After Rosemarie Waldrop

I

Think of the power of a single word: Sea

Without the letters on a page, the first thought is about how we view, how we see. It is not a great body of water, or bodies of water holding the earth in its coming and going.

I sit at the cheek of the North Sea in an English town which has all but closed shop. It is late October, I came here to be reborn.

I drink cold Earl Gray and think of all the eastern seas. The Atlantic, the North Sea, The Mediterranean and how their constancy, their underwhelming whittle of sand and rock gives the impression it has less to say of the working over the small pebbles over thousands of years. A perpetual father, donning suit and tie day in and out, reserved and withholding, even at high tide.

At which country, which continent, did the eastern and western water push off from each other holding their own perspective? I bet it was Tasmania. No one knows what to do with Tasmania.

II

In celebration. In memory.

My celebrations these days are a scantly discernable exhale when I wake having slept more than 3 hours at a time. I don’t think my mind even knows why it turns the lights on in different rooms at different times.

If I want to remember things I must write them down, or watch a movie from my childhood.

Don’t forget to email the gas meter reading. You want to remember how it feels to be loved: Watch Hook. Let yourself cry.

III

I stay awake.

I stay awake to hold on. If I re-read the conversations and placed emphasis on the different elements, I could affect outcome. I could change the ending. I stay awake and forget that changing the ending doesn’t change ending. Holding doors open with shaking arms only lets in cold wind and sand.

The gift of my pouring everything into a single cup robbed everything else of my care.

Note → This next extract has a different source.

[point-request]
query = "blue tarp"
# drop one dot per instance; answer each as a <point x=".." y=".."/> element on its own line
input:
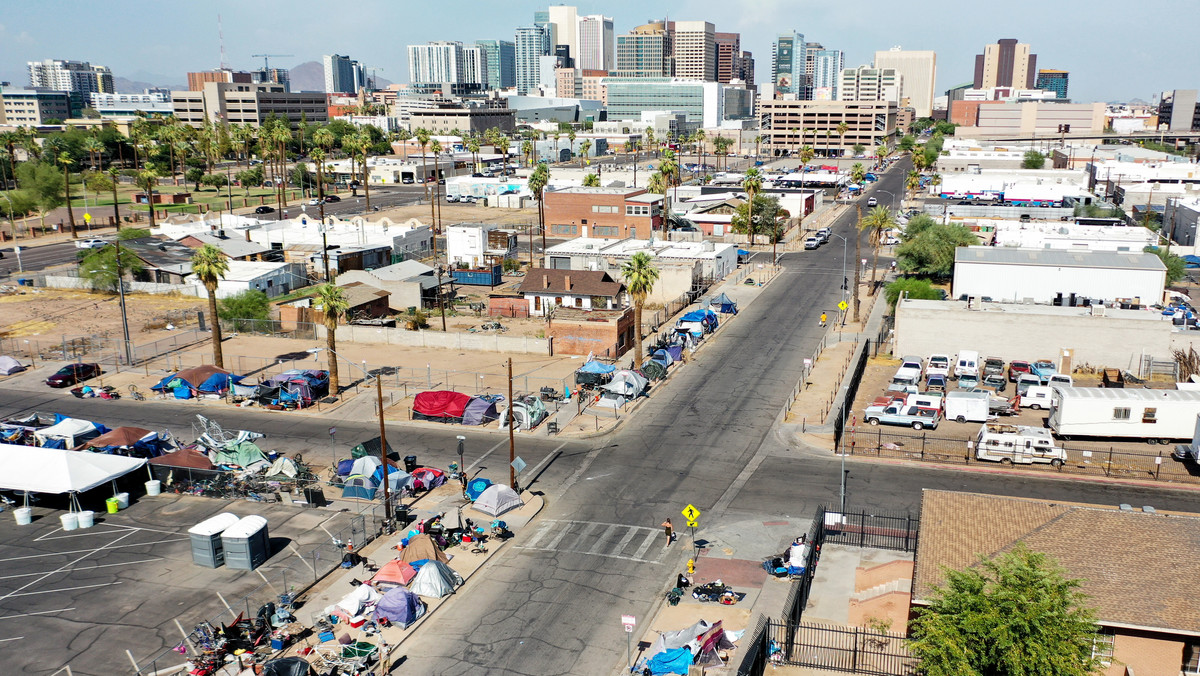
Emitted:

And now I stay awake to clean up the shattered glass, the snapped tree limbs, wash the dishes, fashion apologies to loved ones.

I remember I have vegetables in the crisper starting to furrow.

IV

We need to live in three dimensions.

As if the decades of my life were carved into three discernable places, I string together this unremarkable trilogy, a child’s paper Christmas tree ring. The thread like the English wind – restless, persistent, gnaws the edges until frays appear. Like biting dry cuticles.

A decade later I erase and re-draw, rewrite curve. Interruption, diversion. Open hands. Being drawn over, reiterated and sheltered and whole could not possibly be enough.

I live now to find a way to stop searching and to stop filling the empty sore spaces with acid. Marvel at the holes that haven’t borne through and the ones that have. Each is a goddamn miracle.

V

Let us take our time.

Let us learn, as in a line at a dance class. Right foot front. Tap tap, back, left foot single tap, swing. Let the percussion of all the feet be your body’s way of remembering.

Let us take our time, like the wind turbines out in the distance of the Northern Sea, rotating and momenting. Let us knead, like the eastern seas, and constantly whittle and fragment from origin to dust to be new, over and over.